A 1970s Superman novel by Elliot S! Maggin. It was originally proposed as the idea for a Superman movie, and the novel was released as a companion to the first Superman movie - although the plot and characterization (especially that of Luthor) differ greatly from the movie. (Even the location of Krypton is different; in the movie, Superman claims he comes from another galaxy, while in this novel Krypton is said to have orbited Antares.)

As this novel was written prior to Crisis on Infinite Earths, Superman's powers reach near-ridiculous levels at some points. He flies through the core of the sun to take a refreshing bath. He fires a blast of air between his front teeth that disables a helicopter several blocks away, yet doesn't even affect anything else nearby. He takes out an entire mob of Lex Luthor's goons, one man at a time and in a different and inventively nonlethal way with each man, before a ten-second countdown finishes. It doesn't quite reach the truly insane levels shown in some episodes of the Super Friends ("With Colossus distracted, I'll pick the Earth out of his pocket and put it back in orbit around the sun"), but it comes close.

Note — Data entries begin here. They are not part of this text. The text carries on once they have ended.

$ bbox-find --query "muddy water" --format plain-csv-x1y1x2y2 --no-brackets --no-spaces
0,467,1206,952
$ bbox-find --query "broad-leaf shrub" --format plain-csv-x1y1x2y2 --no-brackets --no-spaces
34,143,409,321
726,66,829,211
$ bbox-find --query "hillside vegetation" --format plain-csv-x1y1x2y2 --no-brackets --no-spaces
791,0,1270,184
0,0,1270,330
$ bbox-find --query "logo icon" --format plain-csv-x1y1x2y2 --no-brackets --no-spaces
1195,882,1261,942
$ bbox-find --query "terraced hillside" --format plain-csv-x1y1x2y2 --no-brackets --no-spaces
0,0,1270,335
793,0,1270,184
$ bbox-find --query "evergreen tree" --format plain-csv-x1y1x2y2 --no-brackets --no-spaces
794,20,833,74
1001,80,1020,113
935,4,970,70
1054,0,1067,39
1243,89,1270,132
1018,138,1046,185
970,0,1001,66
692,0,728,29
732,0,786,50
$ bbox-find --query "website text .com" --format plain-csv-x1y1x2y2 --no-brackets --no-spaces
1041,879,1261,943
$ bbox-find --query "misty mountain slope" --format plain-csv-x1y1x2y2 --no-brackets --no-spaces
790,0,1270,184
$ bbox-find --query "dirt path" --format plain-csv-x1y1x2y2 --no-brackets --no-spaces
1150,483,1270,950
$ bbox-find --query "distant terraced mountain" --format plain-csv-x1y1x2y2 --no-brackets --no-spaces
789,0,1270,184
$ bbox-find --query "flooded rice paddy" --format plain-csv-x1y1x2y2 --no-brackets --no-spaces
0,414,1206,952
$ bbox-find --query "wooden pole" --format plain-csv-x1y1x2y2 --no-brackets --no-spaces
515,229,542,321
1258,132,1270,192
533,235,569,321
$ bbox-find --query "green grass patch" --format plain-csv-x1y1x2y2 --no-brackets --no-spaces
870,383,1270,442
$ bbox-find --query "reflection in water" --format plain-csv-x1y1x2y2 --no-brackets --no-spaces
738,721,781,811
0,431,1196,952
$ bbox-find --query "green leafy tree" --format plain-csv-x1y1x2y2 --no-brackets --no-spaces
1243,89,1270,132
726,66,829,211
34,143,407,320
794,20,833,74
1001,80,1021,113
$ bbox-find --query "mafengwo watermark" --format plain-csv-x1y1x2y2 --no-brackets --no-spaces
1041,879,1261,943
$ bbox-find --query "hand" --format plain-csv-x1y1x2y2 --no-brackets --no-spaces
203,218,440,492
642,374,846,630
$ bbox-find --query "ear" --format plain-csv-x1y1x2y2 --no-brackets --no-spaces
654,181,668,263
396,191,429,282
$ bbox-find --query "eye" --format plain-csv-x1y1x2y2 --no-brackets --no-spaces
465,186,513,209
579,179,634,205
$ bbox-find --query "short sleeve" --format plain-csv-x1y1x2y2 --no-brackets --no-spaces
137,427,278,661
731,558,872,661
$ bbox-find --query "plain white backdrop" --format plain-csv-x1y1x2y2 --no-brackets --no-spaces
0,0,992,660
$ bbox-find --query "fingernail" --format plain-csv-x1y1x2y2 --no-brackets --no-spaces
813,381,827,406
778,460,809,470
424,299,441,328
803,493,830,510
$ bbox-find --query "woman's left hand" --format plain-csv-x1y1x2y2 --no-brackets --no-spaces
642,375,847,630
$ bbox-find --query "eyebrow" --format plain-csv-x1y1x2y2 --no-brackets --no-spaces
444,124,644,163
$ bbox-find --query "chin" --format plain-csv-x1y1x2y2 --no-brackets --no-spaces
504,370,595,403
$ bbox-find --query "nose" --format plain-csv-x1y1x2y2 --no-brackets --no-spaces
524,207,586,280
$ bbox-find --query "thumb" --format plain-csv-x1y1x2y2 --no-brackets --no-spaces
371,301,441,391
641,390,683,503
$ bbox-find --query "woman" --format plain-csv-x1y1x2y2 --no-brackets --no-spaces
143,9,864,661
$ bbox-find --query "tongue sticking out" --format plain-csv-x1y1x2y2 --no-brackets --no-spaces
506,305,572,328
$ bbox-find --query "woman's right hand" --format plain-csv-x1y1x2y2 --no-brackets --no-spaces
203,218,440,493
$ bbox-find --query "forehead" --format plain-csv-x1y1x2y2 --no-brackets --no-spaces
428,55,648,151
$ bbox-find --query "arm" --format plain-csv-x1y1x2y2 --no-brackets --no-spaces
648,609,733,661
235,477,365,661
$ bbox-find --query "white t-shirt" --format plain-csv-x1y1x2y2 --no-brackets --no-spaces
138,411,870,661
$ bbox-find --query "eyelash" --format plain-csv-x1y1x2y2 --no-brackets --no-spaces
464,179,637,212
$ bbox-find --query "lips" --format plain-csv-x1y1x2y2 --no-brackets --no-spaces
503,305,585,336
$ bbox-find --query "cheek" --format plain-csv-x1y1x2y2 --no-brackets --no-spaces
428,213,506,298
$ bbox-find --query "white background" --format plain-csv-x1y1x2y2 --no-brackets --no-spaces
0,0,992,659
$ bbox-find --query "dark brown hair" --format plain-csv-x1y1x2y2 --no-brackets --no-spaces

There's also a sequel called Miracle Monday.

The book can be read online here.


This book provides examples of:

  • Author Appeal: This book contains an awful lot of a) Luthor and b) Einstein. It also plays up Superman's role as the Big Good of the DC Universe to a nigh-supernatural level.
  • Badass Boast: How Superman persuades Luthor to give himself up at the end of the book.
  • Big Bad: The Master, an alien despot plotting to take over the entire galaxy.
  • Big Good: This story establishes Superman as the Big Good of the DC Universe, saying that he's a force for good so strong that it defies fate and death.
  • Cardboard Prison: Lex Luthor can get out of prison any time he likes, no matter what precautions are taken.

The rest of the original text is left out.